Pour augmenter le niveau d’activité physique des jeunes enfants, on leur achète un chien ?

Chez les jeunes enfants, l’OMS préconise au moins 180 minutes d’activité physique par jour, dont 60 minutes à une intensité modérée à soutenue. De plus, ces petits ne devraient pas rester assis trop longtemps ni passer plus d’une heure devant un écran. Environ un tiers des enfants n’atteindrait pas ces recommandations.

Or, à cet âge, l’activité physique est indispensable à un bon développement psychomoteur, elle favorise les apprentissages et elle contribue à prévenir l’apparition précoce des facteurs de risque de certaines maladies chroniques.

Chez les adultes, il a été montré que la possession d’un chien augmenterait, dans certains cas, l’activité physique quotidienne. Chez les jeunes enfants, seule une étude a été conduite (1). Elle a observé que les fillettes âgées de 5 à 6 ans (mais pas les garçons), dont les parents avaient un chien, totalisaient en moyenne 29 min d’activité en plus par jour.

Pas n’importe quel chien

Une équipe de l’université de Crawley (Australie) a voulu approfondir l’influence de ces compagnons à quatre pattes sur l’activité des petits (2).

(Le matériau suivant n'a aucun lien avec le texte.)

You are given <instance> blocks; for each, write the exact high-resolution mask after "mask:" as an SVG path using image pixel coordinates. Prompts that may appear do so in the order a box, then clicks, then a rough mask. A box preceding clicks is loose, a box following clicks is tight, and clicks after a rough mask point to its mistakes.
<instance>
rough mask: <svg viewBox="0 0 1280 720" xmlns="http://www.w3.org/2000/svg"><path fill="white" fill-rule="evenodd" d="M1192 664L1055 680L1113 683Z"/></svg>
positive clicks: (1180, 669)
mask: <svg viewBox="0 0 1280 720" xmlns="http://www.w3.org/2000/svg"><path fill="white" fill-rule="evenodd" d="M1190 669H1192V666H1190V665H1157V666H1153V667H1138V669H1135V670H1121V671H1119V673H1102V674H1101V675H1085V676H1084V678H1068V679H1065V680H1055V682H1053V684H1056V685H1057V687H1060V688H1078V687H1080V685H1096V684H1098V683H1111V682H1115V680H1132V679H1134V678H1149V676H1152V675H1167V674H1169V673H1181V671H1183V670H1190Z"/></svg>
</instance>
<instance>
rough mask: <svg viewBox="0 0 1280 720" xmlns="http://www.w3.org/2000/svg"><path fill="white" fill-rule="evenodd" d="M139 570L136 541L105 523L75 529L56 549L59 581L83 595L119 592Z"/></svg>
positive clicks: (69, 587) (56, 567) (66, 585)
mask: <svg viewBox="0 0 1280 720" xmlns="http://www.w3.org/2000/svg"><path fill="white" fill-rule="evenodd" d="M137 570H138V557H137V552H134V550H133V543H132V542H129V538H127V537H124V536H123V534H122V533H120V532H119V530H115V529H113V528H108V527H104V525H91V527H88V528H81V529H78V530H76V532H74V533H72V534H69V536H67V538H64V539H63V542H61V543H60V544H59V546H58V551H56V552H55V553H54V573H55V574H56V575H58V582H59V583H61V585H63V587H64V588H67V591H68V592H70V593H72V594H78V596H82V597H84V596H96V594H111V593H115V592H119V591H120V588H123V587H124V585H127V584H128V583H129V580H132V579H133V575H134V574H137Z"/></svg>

Ils ont sollicité 30 parents possesseurs de chien et ayant participé à un précédent travail sur la santé des enfants de 5 ans ou moins. Après 12 entretiens (d’une durée de 30 à 60 min), les chercheurs n’ont plus recueillir aucune nouvelle donnée et l’analyse de a commencé. Les femmes représentaient la majorité des répondants (un seul homme). Les enfants étaient âgés en moyenne de 3,5 ans.

Un chien de grande taille, ou certaines races (comme les bulldogs) constituaient plutôt un obstacle aux promenades en famille ou aux jeux avec l’enfant, contrairement à des chiens plus petits, ou de races réputées « actives » (comme les golden retrievers). Les chiens les plus âgés acceptaient les jeux avec les jeunes enfants, car plus « calmes », ou les fuyaient parce qu’ils aspiraient surtout à la paix. Avoir reçu une éducation canine, ou être engagé dans une relation affective étroite avec les adultes étaient des facteurs positifs. Enfin, plus l’enfant était jeune (2 à 3 ans), moins il avait de sollicitations extérieures (sport, etc.), donc plus de temps à consacrer à une activité avec son chien. En revanche, il souffrait d’un manque d’expérience dans ses relations avec l’animal.

De nombreux facteurs, autres que la seule possession d’un chien, influencent donc l’activité des tout-petits.



Dr Patrick Laure

Références
1) Salmon J, Timperio A, et coll. : Dog ownership, dog walking, and children’s and parents’ physical activity. Res Q Exerc Sport.2010;81(3):264–71.
2) Coci M, Saunders J et coll. : Barriers and motivators for preschoolers playing and walking with their dog: Results from qualitative research. Health Promot J Austral. 2022;33:19 – 27.